The hard-coded two-dimensional array defined in this code is a list of cable TV channels. Each outer array contains an inner array with three values: channel abbreviation, channel description, and the channel number. This results in a 5x3 array (e.g. five entries, each with 3 values in it). The source code can be copied and pasted from here.

var channelMap = [ ["MTVJ", "MTV Jams", "134"], ["GREEN", "Planet Green TV", "201"], ["SHOXw", "Showtime Extreme", "582"], ["TVG", "TVG Horse Racing", "409"], ["HIS-I", "History International", "276"] ]; $context.currentClip.nextItem.propertyList.setPropertyValue("Channel Map", channelMap);

The "Property setup Clip" simply calls the script shown above.

The "Send Clip" sends one message and it uses the "for each" value that its containing clip is being called for. Any clip being repeated by "for each" has access to the value that it's being called for. In this case, the value it's being called for is in itself an array.

The first value on the right is getting the first element of the array, followed by the second and third for the "for each" value in use. To recap, the "Property setup Clip" will run a script that sets a property of the "Send Clip". The "Send Clip" will run once for each property value, which is in itself an array.

When this composition is played, the following Result Details are presented.

Note: The "Send Clip" has an entry without an index because its property was set before it began executing, and therefore, before it was known that it would repeat. Once it came time to execute the clip, it repeated five times, once each per "for each" value.
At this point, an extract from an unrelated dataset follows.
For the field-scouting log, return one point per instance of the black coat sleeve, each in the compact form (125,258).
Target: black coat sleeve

When the "Property setup Clip" ran it executed the script and was successful.

The Property value of the "Second Clip" got set by the script (only (Array) is shown as above).

Once the "Send Clip" was executed, the three values from the sub-array (the second dimension) within each value of the outer property array were inserted into each of the five runs of "Send Clip".

This example has demonstrated how a script is used to setup a complex grid of values. Another possible use for such a scripted array might be a grid of name and password pairs where the following clip is run for each name/value pair and also has access to both values in that pair.